Homeschool Plan 2018/2019

We are weeks away from completing another homeschool year--our 21st year overall. It's been a really great year and I'm extremely pleased with the progress of my current 3 homeschoolers.

Katerina 11th Grade

Algebra II using Math Help online
Biology using Kolbe Academy
Medieval/Renaissance History using RC History
Shakespeares Tragedies, Comedies, and Sonnets using Lightening Literature
Religion 11 using Catholic Morality and Chief Truths of the Catholic Faith
Vocabulary from Classical Roots E
Art--Katerina is an artist and so I have her completing art projects of her own choosing. I did commission the work pictured above which I absolutely love.
Music--Piano and violin lessons, 3 orchestras, and she is now teaching introductory students in both violin and piano

Overall Katerina has done quite well staying on top of her work. She's been pleasantly surprised to discover she's actually achieving B grades in math and science, which are her two most challenging subjects.  It is likely she will be pursuing music in college and the school we are looking at will not accept her homeschool transcripts, which means her ACT scores will be more important than we had anticipated.
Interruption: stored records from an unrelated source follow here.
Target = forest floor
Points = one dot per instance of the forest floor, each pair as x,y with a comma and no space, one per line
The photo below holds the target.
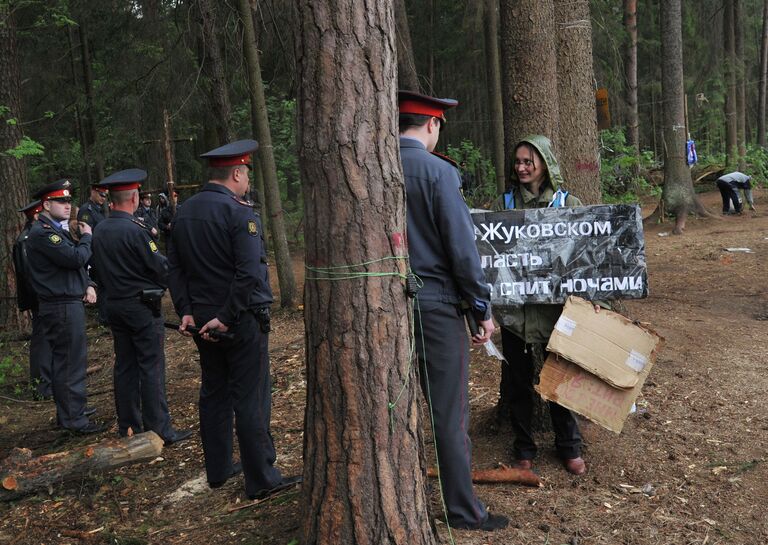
699,442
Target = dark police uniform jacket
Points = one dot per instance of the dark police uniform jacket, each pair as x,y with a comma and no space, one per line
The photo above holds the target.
127,257
56,262
90,213
441,239
218,265
25,295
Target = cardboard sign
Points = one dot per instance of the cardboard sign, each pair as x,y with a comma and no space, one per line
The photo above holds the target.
590,354
543,255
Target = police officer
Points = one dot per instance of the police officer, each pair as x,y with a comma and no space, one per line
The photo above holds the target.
219,282
92,213
58,277
39,353
729,185
146,214
134,276
442,253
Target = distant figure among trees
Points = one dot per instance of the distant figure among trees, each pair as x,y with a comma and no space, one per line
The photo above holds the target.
729,185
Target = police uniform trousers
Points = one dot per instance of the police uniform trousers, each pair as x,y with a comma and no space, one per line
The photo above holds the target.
139,377
62,326
236,380
443,349
39,358
729,194
521,366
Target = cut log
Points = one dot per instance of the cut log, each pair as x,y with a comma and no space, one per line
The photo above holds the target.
502,474
22,474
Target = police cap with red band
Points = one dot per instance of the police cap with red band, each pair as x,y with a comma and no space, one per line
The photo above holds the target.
124,180
232,154
418,104
60,189
32,208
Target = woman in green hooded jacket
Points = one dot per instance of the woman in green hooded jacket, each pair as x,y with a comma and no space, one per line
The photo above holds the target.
535,183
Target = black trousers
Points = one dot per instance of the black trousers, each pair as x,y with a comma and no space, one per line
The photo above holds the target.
40,361
236,382
520,366
729,195
139,376
62,326
442,346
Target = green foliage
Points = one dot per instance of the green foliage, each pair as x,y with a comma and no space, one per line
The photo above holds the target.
10,368
757,159
26,148
620,169
477,172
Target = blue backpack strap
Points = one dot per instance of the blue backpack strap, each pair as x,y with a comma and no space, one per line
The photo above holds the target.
558,200
509,200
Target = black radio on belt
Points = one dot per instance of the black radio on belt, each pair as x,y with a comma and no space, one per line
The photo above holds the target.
153,298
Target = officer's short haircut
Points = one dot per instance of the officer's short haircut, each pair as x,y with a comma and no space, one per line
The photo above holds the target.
121,197
221,173
408,121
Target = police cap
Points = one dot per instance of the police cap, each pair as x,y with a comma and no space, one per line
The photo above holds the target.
32,208
124,180
418,104
232,154
60,189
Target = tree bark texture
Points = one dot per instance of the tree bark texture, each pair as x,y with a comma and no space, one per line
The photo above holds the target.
578,155
493,68
741,87
363,480
529,71
677,195
762,79
214,63
407,77
729,73
13,172
630,74
22,474
260,121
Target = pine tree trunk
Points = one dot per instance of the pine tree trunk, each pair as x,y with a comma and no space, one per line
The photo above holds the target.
363,481
407,77
13,172
274,205
678,196
90,113
729,72
214,64
529,71
762,79
578,155
630,74
529,91
493,69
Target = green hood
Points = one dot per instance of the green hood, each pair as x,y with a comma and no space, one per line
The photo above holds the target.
544,146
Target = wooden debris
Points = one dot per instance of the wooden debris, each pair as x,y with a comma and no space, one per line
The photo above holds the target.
501,474
22,474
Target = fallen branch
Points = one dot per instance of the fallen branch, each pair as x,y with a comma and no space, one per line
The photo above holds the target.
502,474
22,474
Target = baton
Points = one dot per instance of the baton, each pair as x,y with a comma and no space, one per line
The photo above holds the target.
215,334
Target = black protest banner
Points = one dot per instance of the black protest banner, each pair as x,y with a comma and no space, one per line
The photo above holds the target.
543,255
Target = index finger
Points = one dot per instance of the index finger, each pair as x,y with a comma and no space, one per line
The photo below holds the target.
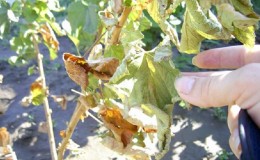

With this in mind, she will start an ACT prep course later this spring which should help boost her scores to the needed level to apply for music scholarships.

Benedict 7th Grade

Algebra 1/2 using Saxon Math
Introductory Physics using NOEO Science
Medieval/Renaissance History using RC History
English Lessons through Literature Level E
Vocabulary from Latin Roots A
Confirmation I using Catholic Bible History and Virtues in Practice
Latin using Fundamentals of Latin Grammar I
Art using ARTistic Pursuits Middle School book 1
Poetry appreciation and memorization using various sources

Ben is doing very well in school.  He's a voracious reader and so much of his work is literature based. He enjoys writing papers for history and will diligently write multiple drafts until there are no longer any corrections for me to make in his work.  His biggest obstacle is attention to detail. While he is perfectly capable of mastering Algebra 1/2 he often makes many errors in his work which we discover is quite often just mistakes due to his failure to pay close attention to his work. He understands concepts very well, he just needs to be more precise. This is something we are working on in other areas of his life as well and if he can master that, he will soar to amazing heights.

Leo 2nd Grade

Math 2 using Saxon Math
Bird science using The Burgess Book of Birds for Children, Cornell  Lab of Ornithology, and coloring pages I found online for each bird studied
Animal science using Burgess Book of Animals, YouTube videos of animal behavior, and coloring pages I found online for each animal studied
Medieval/Renaissance History using RC History
Reading using Teach a Child to Read with Children's Books
Phonics using Explode the Code 1.5, 2, and 2.5
Handwriting using A Reason for Handwriting A
Religion using the Baltimore First Holy Communion Catechism and Virtues in Practice
Art using Simply Drawing Volume 1 DVD
Poetry appreciation and memorization using various sources

Leo has really struggled learning to read. I have tried multiple phonics based curricula and had little success getting him to jump from sounding out words to recognizing whole words. After doing some research I came across Teach a Child to Read with Children's Books and began using simple picture books and books with repetitive and easily predictable patterns.  Using a more whole work approach was the answer. His reading has exploded and he's gone from barely being able to sound out words to reading fairly long introductory readers. He's loved the Biscuit and Pete the Cat series the most so far. By the end of this school year he should be right at grade level in reading.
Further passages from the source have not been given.